The teahouse carries over one hundred different teas from all around the world. She says her criterion for choosing the teas she serves are, “one- it’s a high quality tea and two- it comes from a source that I trust.” As a rule, Jennings only buys from vendors who buy solely from the trade and who “have a great reputation for quality”. “I have a relationship with a very short list of vendors. I interviewed them and other teahouse owners,” she remarks. After Jennings decided to open a teahouse, she spent a year taste-testing three to ten different variations of every type of tea she carries to choose the one that she now serves to customers. To make her final decisions, she chose traditional teas whose taste profiles matched what they were famous for and non-traditional teas whose taste profiles she thought Oklahomans would be partial to.
Situated on May Avenue, t allows customers an intermission from the business of the street and their lives. Jennings says she picked the Zen décor to create a modern but warm space. “I wanted it to be comfortable—comfortable where you want to curl up with a book for a while.” All the artwork is done by local artists and changes every six months. This unique teahouse also offers private art receptions for customers on the mailing list. The teahouse carries bakery goods and chocolates from Prairie Thunder and Dude, Sweet Chocolate respectively.

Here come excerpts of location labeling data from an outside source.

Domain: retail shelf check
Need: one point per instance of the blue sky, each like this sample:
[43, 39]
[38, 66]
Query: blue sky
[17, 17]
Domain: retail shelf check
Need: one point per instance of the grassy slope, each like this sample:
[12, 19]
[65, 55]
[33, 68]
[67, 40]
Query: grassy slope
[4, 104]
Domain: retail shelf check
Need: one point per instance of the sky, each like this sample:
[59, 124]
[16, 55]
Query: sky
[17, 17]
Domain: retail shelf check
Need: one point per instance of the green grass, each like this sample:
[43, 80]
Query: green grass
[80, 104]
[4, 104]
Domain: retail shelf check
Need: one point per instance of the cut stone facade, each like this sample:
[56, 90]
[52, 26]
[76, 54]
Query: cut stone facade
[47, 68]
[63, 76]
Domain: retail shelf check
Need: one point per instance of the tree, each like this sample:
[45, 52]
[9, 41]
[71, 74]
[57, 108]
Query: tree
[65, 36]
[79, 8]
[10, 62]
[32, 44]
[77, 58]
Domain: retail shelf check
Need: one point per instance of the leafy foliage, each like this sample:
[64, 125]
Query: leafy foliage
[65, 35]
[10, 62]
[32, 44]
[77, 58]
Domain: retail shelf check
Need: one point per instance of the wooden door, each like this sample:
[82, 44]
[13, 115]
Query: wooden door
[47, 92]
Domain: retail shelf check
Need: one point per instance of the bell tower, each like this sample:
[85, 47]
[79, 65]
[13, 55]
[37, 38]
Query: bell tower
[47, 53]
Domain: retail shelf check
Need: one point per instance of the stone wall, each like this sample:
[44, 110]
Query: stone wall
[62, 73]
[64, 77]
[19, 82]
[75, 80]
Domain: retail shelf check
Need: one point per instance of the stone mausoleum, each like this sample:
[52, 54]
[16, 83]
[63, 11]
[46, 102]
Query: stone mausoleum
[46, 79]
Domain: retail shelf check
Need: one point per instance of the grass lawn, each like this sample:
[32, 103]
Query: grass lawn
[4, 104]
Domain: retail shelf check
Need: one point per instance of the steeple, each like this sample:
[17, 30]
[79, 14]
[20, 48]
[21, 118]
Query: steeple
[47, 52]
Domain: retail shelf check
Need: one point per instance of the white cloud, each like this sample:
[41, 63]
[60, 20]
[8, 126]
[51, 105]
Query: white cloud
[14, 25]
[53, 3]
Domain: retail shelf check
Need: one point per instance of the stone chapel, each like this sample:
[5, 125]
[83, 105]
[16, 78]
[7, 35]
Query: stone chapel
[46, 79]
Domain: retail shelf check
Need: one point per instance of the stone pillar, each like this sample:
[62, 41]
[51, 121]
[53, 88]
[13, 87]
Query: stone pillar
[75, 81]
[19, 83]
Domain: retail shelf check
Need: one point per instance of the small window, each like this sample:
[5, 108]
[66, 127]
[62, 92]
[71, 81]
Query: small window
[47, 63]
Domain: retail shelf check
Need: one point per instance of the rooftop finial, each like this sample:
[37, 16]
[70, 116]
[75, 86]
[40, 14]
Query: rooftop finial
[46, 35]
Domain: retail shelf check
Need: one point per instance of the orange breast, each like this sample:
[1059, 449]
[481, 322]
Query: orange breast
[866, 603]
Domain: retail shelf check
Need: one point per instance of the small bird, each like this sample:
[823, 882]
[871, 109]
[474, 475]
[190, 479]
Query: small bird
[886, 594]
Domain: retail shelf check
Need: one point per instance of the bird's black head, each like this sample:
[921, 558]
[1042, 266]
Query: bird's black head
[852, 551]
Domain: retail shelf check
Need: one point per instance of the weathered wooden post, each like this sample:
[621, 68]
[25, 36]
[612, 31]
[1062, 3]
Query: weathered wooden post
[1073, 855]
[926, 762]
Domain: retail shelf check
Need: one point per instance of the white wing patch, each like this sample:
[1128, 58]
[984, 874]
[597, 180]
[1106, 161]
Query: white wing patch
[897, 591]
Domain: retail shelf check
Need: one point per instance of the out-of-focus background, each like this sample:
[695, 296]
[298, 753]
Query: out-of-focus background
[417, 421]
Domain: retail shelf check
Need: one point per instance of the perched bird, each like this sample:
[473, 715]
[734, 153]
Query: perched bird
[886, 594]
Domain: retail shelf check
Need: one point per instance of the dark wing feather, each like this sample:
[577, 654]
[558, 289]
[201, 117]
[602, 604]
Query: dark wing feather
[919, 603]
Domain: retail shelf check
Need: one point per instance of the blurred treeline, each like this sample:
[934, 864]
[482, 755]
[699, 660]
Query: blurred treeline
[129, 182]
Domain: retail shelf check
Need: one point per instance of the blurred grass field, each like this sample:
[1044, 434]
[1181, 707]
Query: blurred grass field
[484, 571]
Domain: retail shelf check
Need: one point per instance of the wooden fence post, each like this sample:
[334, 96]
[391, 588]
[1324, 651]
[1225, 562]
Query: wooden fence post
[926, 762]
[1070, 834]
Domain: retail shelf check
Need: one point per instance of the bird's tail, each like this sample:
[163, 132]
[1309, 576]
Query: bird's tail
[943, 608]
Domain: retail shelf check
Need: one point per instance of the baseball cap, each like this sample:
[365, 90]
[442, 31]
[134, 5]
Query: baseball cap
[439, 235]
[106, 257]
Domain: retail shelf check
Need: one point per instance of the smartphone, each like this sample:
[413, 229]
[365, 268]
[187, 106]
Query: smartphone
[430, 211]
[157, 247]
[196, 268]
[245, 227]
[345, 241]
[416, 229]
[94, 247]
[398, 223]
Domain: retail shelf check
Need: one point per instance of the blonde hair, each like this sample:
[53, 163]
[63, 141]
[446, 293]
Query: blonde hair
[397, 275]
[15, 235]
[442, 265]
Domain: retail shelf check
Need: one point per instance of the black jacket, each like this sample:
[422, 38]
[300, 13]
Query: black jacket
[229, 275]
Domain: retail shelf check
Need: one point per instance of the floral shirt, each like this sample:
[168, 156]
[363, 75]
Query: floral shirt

One thing that Jennings would like readers to know is that “tea tastes better than you think it does. There are so many out there that I can find you one you like [and] tea is incredibly good for you.” Her teahouse is for both veterans and novices of tea. “We’re very approachable. People can learn a lot about tea from us and with us. Learning together, not learning about tea in an intimidating format,” she says. The learning that she and her customers partake in helps Jennings to build relationships with everyone that walks through her doors. “The relationship with customers- that’s my favorite part. That’s the part that I knew would be there but I didn’t know how nice it would be or how much they would regard us as a part of their family. And it’s reciprocal. They enjoy coming here just as much as we enjoy having them here.”